JACK CAFFERTY, CNN ANCHOR: The question this hour is: "How much do you care if there is a government shutdown?"

Kevin in Annapolis, Maryland: "A lot. This game playing is already costing us money, and now if it all boils down to a bunch of ideological riders that couldn't be accomplished in a straight up or down vote, I'm even more incensed. Focus on the task at hand." John in Lima, Ohio: "Well, since many of the things the federal government does could be better handled by the states, I prefer much of the federal government to be shut down permanently, and if while shut down, they're not spending our money, even better. If the Republicans cave on this, I will be ticked."

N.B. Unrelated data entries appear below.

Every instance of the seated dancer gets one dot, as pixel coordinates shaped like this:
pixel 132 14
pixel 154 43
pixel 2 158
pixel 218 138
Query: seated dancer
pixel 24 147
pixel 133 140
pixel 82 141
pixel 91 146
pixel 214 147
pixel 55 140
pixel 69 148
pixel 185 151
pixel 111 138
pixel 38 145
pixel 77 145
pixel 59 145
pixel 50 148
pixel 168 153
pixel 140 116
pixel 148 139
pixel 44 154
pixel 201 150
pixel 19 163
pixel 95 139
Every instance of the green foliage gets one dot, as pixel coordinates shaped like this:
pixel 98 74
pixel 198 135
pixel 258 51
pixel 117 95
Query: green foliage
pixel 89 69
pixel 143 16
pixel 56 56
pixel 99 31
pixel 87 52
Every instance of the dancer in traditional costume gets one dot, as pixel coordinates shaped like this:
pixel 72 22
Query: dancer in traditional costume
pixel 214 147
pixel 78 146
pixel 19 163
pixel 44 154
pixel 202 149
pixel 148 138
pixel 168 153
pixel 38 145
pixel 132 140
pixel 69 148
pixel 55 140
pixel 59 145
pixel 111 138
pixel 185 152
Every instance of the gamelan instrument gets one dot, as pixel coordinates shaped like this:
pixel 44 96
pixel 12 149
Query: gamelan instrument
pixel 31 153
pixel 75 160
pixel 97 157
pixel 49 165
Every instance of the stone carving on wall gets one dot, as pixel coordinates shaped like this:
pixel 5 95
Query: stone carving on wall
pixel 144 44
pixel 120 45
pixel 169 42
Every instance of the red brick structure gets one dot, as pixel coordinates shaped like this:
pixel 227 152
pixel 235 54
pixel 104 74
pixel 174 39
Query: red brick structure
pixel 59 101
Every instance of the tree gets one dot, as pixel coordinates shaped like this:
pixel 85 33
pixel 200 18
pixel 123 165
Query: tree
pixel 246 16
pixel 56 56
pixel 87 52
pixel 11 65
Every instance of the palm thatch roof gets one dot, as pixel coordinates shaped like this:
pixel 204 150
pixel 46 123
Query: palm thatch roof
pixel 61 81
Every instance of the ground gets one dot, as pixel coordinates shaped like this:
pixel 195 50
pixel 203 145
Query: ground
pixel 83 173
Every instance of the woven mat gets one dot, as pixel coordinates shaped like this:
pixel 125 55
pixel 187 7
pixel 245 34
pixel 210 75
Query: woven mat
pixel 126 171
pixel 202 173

E.J. writes, "Why is it that politicians can get away with murder in the United States? Look at what's happening in the Middle East to rulers who just take and take and take? Maybe the people in the U.S. ought to get the guts that people in the Middle East have and take back their own country."

Ben in Massachusetts: "Here we have this presidential commission that lays out the financial crisis and the strategy to solve it. The president, both parties in the House and Senate say what a good job the commission has done, and then they commence to squabble over billions when the problem involves trillions. They ought to act in the spirit of that commission instead of revealing themselves as modern-day Neros. It is just so embarrassing."

Jimmy in North Carolina says, "No problem as long as President Obama can still get a golf cart."

Donald in New Mexico: "Whenever the government shuts down, all of Congress should be fired and new people elected. If they all left, it would take at least a nanosecond for a new Congress to be bought and put in place."

And Craig in Scottsdale, Arizona: "I, for one, am thrilled. As one of the dwindling numbers of Americans that actually pays federal income tax, it gives me great joy that the bloated bureaucracy is shutting down. It's the same feeling I get when I hear when my air conditioning unit shut off."

If you want to read more on the subject, go to my blog -- Wolf: CNN.com/CaffertyFile.

BLITZER: Jack, thanks very much.

That's it for me. Thanks very much for watching. I'm Wolf Blitzer in THE SITUATION ROOM.

"JOHN KING USA" starts right now.

JOHN KING, CNN ANCHOR: Thanks, Wolf.